Our results also suggest that mistranslation activates the general stress response by increasing the protein level of RpoS, which is conserved among beta-, gamma- and delta-proteobacteria, including common drug-resistant pathogens E. coli, Pseudomonas aeruginosa and Klebsiella pneumoniae (67). This suggests that mistranslation-induced tolerance to H2O2 may be a wide-spread mechanism in Gram-negative bacteria. H2O2 is massively produced by activated macrophages to kill invading microbes during the host-immune response (68). Mistranslation-induced H2O2 tolerance may therefore serve as an important mechanism for bacteria to survive the host-immune response. The increased level of RpoS in the error-prone strain results from both translational and post-translational levels of regulation (Figures 4 and 5 and Supplementary Figures S1, S4 and S5). DsrA regulates translation of RpoS by pairing with the mRNA leader sequence to expose the ribosomal binding site (69). DsrA is known to be activated by cold stress, but the activation pathway remains unclear (51,60). We show that mistranslation increases the RNA level of DsrA and translation of RpoS (Figure 4 and Supplementary Figure S1). How DsrA is upregulated in error-prone strains remains to be determined in future studies.
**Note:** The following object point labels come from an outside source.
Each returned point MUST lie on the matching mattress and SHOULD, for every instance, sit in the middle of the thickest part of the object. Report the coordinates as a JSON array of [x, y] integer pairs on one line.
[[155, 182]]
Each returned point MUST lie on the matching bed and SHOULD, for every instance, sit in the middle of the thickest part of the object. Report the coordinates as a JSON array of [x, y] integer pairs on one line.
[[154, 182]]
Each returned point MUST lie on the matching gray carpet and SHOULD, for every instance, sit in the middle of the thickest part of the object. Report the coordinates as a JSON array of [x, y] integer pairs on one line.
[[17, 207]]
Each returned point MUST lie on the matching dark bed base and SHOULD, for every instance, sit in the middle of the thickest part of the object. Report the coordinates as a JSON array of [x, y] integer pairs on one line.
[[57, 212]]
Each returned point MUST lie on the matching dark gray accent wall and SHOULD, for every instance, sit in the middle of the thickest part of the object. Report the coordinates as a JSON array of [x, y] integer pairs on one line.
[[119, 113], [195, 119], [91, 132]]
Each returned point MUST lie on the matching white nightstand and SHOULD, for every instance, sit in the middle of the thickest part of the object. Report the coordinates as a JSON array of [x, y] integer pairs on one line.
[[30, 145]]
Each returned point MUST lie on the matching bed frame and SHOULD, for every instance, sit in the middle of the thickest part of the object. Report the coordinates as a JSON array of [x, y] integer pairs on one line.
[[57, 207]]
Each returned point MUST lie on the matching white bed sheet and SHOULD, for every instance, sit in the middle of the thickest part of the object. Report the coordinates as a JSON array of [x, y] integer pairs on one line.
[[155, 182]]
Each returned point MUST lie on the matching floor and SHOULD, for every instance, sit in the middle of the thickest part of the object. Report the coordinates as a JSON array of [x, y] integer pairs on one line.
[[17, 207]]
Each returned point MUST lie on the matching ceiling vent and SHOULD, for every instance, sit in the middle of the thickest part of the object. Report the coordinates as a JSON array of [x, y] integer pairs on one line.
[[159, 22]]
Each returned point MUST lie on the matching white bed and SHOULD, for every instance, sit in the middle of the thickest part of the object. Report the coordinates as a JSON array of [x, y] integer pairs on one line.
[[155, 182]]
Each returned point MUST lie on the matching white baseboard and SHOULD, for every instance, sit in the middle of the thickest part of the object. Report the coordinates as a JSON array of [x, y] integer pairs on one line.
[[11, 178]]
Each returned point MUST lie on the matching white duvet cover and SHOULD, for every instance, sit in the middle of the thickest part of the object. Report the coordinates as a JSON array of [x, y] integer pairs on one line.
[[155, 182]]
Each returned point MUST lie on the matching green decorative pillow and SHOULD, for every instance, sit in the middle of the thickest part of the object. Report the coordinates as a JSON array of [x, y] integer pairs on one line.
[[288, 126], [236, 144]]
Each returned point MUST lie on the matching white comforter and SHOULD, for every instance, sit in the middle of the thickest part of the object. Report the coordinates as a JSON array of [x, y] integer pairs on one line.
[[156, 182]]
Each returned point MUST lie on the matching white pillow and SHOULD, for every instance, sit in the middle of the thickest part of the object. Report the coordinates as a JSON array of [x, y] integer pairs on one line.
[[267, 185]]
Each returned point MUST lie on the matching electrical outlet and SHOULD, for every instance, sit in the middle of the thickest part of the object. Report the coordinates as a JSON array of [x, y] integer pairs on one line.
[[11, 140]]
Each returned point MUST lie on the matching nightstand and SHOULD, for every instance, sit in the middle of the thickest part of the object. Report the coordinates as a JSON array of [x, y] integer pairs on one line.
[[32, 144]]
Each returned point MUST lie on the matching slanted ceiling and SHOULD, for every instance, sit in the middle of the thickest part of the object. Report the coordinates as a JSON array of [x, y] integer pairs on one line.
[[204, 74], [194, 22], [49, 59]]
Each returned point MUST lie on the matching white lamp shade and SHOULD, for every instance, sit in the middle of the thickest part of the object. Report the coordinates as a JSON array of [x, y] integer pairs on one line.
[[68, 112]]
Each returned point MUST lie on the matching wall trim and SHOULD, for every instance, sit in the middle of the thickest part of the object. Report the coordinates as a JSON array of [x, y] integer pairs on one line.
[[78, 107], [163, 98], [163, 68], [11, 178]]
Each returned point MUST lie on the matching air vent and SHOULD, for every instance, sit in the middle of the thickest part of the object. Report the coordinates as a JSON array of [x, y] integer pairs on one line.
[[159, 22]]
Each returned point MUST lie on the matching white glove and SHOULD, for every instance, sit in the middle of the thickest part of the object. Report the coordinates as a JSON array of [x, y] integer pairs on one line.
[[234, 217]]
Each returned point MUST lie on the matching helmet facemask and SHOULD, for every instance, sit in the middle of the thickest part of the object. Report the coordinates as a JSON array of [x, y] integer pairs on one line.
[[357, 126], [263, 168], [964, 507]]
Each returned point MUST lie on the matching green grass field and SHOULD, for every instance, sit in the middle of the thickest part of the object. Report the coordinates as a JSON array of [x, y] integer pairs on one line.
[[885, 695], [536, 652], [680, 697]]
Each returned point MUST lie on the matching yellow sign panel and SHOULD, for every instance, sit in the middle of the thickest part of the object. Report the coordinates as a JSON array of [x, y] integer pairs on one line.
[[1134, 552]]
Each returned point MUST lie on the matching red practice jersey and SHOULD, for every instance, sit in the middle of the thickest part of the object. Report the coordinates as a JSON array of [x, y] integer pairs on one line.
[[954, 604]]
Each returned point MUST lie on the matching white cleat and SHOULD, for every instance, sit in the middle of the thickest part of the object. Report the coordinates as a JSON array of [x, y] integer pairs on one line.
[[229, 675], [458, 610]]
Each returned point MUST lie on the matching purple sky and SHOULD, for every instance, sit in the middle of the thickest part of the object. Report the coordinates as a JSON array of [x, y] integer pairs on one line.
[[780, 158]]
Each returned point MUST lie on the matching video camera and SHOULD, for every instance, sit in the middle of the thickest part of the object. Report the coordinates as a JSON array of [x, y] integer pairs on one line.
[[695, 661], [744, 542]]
Post-translational regulation of RpoS is known to be mediated by the RssB-ClpP system (51). RpoS is specifically recruited to ClpP for degradation by RssB. We show that deleting clpP or rssB increases tolerance to H2O2 in the WT E. coli strain (Supplementary Figure S4), likely by stabilizing RpoS. In addition to the ribosomal rpsD* mutation, mistranslation of Arg codons by canavanine also increases tolerance to H2O2 (Figure 6). This suggests that the general stress response is likely to be activated by various types of mistranslation or other stress conditions that lead to protein misfolding.

CONCLUDING REMARKS

In this work we provide strong experimental evidence that protein mistranslation is adaptive and beneficial under oxidative stress conditions in E. coli, and have further clarified the adaptive mechanism. In contrast to previous models that mistranslation provides beneficial effects through production of statistical proteins (36,65), our results suggest that in E. coli, mistranslated proteins activate the general stress response and cause adaptation to severe oxidative stress conditions. Mistranslation frequently occurs in natural E. coli isolates (29), and is induced by carbon starvation (33), oxidative stress (13,34), aminoglycosides (70) and viral infection (13). Future studies are needed to identify additional environmental factors that cause protein mistranslation, and define the stress responses, adaptive mechanisms and toxicity caused by various types of mistranslation in different organisms.

SUPPLEMENTARY DATA

Supplementary Data are available at NAR Online.